Lo schema di decreto approvato in applicazione della legge 143/2014 uniformava la disciplina dei licenziamenti collettivi a quella dei licenziamenti individuali per giustificato motivo oggettivo. Nonostante un’accesa disputa politica sul tema, il decreto approvato dal Consiglio dei Ministri ha mantenuto tale equiparazione. Pertanto, in base alla nuova disciplina, qualora siano licenziati lavoratori con contratto a tutele crescenti, in caso di violazione della procedura di informazione e consultazione, sindacale di cui agli artt. 4 e 24 della legge 223 del 1991 o dei criteri di scelta previsti dall’art.5 della stessa legge, troverà applicazione solo la tutela indennitaria già descritta che va da un minimo di 4 ad un massimo di 24 mensilità della retribuzione globale di fatto.
I lavoratori assunti prima dell’entrata in vigore del decreto saranno ancora tutelati dalla legge 92/2012 che prevedeva, quantomeno nei casi di violazione dei criteri di scelta, la reintegrazione in servizio del lavoratore licenziato.
Il decreto attuativo estende la nuova disciplina anche ai lavoratori assunti dalle imprese con meno di 15 dipendenti, dopo la sua entrata in vigore. Per questi lavoratori è esclusa la reintegrazione in caso di licenziamento disciplinare, che resta invece nel solo caso di licenziamento discriminatorio, mentre si applicano le indennità crescenti sopra previste in funzione dell’anzianità di servizio. Il loro importo tuttavia sarà dimezzato e verrà posto il limite massimo di 6 mensilità, coincidente con quello previsto dalla legge 604/1966; il minimo sarà di 2 mensilità, invece delle 2,5 attualmente previste dalla legge 604/1966.

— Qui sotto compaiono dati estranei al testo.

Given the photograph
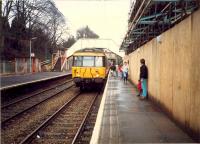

E’ confermata l’abolizione del tentativo di conciliazione preventivo da svolgersi dinanzi alla Direzione Territoriale del Lavoro e la sua sostituzione con una nuova procedura conciliativa, facoltativa, da svolgersi però successivamente al licenziamento. Il datore di lavoro può, entro 60 giorni dal licenziamento, offrire al dipendente un importo a titolo conciliativo esente da tasse e contributi, pari ad una mensilità per ogni anno di anzianità con un minimo di due ed un massimo di 18. L’offerta deve avvenire a mezzo assegno circolare nelle sedi di cui all’art. 2113 c.c. o presso le commissioni che certificano i contratti di lavoro presso gli enti bilaterali. L’accettazione dell’offerta implica la rinuncia ad ogni rivendicazione concernente la legittimità del licenziamento.